The study notes that tensions come to the fore during religious festivals and that this is when the independence of the media is tested. The state media tends to neglect or downplay religious conflict issues in the coverage.

“However, with the many private media outlets as well as the social media on the scene, it has become harder for the state media to control the narrative around religious issues altogether,” states Moges.

A Covid-19 ‘miracle’

A lockdown in 2020 due to the Covid-19 pandemic provided a divine opportunity. The state broadcaster, the Ethiopian Broadcasting Corporation (EBC), started daily one-hour religious programmes targeting faithfuls who could not attend in-person services. Soon, other state-affiliated and private stations followed EBC’s step.

“The programmes only lasted for about two months, but at that point they had already made a lasting change in the state media’s treatment of religion…the formerly strict policy against showing religious practice in the official media had eroded,” said one religious leader interviewed in the study.

Nevertheless, the expansion of this freedom is tied to the social cohesion that is enforced by the Ethiopian Media Authority (EMA). In a case that exemplifies the delicate balance between media freedom and religious rights, EMA temporarily withdrew the license of an Orthodox YouTube channel after it reported a drawn out conflict that involved the controversial appointment of 26 bishops.  

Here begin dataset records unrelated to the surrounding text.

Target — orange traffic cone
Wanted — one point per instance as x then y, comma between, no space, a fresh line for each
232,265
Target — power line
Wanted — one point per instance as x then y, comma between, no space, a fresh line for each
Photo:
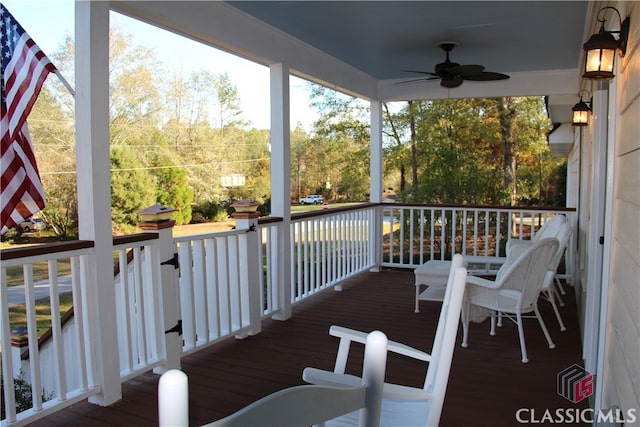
191,166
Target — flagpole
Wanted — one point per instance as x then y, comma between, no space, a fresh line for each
65,83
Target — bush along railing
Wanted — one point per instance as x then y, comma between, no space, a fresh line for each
423,232
42,373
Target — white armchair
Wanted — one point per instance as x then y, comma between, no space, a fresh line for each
515,290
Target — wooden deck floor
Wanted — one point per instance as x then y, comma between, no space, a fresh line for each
487,385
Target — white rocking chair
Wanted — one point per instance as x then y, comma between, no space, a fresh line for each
405,405
298,406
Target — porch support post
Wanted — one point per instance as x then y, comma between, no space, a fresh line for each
596,296
375,229
168,291
94,193
281,182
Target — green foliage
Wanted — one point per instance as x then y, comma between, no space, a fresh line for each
23,394
132,187
171,188
456,149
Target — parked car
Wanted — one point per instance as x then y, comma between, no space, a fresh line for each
312,199
32,224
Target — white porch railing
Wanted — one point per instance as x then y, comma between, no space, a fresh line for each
422,233
329,248
228,282
214,287
58,372
138,310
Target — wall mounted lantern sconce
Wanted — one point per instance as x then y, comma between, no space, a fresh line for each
581,111
601,48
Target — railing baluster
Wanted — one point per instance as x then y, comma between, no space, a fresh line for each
56,328
34,351
211,284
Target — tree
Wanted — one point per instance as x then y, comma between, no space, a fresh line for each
132,187
171,187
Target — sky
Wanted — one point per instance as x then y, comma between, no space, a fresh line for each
49,21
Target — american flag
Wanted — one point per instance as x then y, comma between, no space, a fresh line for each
24,69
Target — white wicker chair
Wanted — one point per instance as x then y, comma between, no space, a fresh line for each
548,290
515,290
405,405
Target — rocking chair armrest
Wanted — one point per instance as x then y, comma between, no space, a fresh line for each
328,378
403,392
479,281
390,391
393,346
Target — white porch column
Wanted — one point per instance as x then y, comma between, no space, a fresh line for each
375,231
281,182
596,227
94,191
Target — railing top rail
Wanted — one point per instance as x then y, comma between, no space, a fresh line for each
331,211
134,238
483,207
203,236
44,249
269,220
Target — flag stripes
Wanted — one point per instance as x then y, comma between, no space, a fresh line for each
24,70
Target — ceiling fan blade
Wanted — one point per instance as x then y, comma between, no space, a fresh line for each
422,79
469,70
486,76
421,72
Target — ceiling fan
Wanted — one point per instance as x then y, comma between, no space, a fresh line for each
452,74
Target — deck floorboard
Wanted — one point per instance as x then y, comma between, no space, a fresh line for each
487,385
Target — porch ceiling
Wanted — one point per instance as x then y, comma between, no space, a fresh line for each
361,47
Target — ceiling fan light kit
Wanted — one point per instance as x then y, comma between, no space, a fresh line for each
452,74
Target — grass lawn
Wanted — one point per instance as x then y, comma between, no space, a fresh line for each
18,313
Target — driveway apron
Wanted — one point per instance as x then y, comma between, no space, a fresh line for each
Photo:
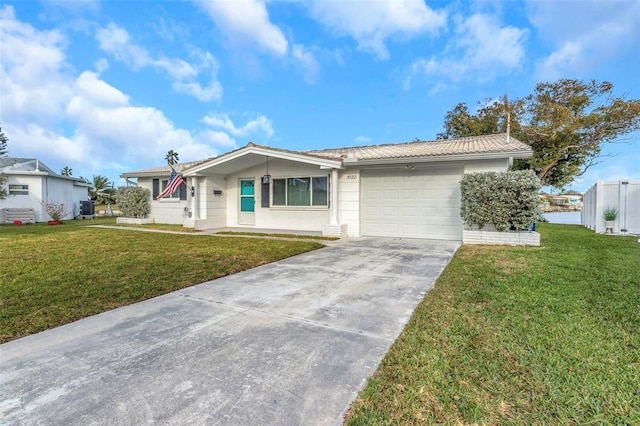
287,343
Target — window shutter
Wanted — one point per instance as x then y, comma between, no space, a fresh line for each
265,195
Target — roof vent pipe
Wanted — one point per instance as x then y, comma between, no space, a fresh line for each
506,108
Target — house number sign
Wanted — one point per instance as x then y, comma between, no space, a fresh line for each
350,177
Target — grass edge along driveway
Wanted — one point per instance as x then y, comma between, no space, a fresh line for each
53,275
519,335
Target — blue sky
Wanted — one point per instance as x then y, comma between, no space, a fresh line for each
106,87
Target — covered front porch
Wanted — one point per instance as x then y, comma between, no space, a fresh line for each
259,188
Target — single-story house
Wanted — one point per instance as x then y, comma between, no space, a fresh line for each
31,183
398,190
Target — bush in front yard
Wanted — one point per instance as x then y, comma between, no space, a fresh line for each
506,199
133,201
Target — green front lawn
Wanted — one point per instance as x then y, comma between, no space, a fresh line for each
547,335
52,275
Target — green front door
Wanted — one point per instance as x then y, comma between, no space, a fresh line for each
247,202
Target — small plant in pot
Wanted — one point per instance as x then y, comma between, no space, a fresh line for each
56,211
610,215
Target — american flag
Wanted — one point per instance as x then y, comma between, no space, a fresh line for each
174,183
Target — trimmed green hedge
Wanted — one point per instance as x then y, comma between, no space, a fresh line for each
507,200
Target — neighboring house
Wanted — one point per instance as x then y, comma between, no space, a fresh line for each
623,195
570,201
407,190
31,183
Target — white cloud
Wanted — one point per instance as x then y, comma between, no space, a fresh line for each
247,22
33,87
260,126
586,34
42,99
307,62
371,23
116,41
481,49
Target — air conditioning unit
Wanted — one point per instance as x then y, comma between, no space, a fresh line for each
87,208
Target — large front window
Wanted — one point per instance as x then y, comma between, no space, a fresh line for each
301,191
18,189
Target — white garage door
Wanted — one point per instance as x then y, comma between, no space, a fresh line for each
419,203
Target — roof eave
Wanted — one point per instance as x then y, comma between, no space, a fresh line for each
300,158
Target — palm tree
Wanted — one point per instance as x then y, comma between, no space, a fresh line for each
171,157
101,190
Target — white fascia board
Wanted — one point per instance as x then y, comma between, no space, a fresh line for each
437,158
145,175
300,158
26,173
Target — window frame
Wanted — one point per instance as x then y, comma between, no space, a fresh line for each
13,190
286,185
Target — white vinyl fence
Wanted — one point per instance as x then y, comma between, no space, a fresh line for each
624,195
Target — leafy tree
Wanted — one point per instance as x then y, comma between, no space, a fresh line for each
101,190
505,200
3,151
134,201
171,157
566,124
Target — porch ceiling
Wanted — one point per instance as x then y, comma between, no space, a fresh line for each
233,165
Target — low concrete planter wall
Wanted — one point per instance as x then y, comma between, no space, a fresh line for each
133,220
509,238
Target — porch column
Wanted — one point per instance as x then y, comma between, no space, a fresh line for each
195,214
334,197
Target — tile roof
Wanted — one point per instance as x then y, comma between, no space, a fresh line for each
469,145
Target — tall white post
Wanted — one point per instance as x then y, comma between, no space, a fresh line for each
334,197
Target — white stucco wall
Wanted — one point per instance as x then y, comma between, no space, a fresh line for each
349,200
43,188
171,210
481,166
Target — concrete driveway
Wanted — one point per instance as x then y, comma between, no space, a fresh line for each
288,343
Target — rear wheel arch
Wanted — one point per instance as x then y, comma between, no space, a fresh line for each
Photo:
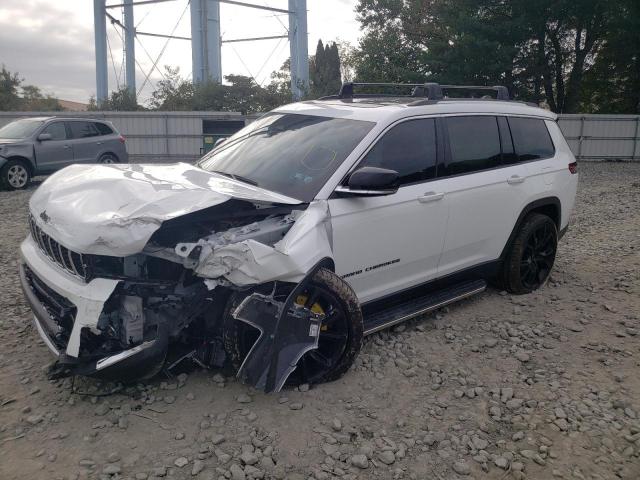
328,263
25,161
16,173
108,154
549,206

State media firms deliberately avoid divisive religious topics and maintain their ‘neutrality’ as a principle of separation of state and religion. The independent media are more prone to give room for worldview and religion in their reporting. Outlets which have obtained a religious ‘broadcasting license’, however, are careful to avoid any conflict reporting in their programming.

“We calm down the people and follow the rules of the government,” said one manager of a religious TV station.

The authors of the study observe that the Ethiopian government continues to hold a tight rein on faith-based media outlets and in relation to religious media content. The authors note that this policy stands in contrast to that of other Sub-Saharan African countries.

The study interviewed 20 representatives from the media, religious leaders and the regulator. It also analyzed 98 stories on religion which made headlines in ten different media outlets between 2020 and 2023.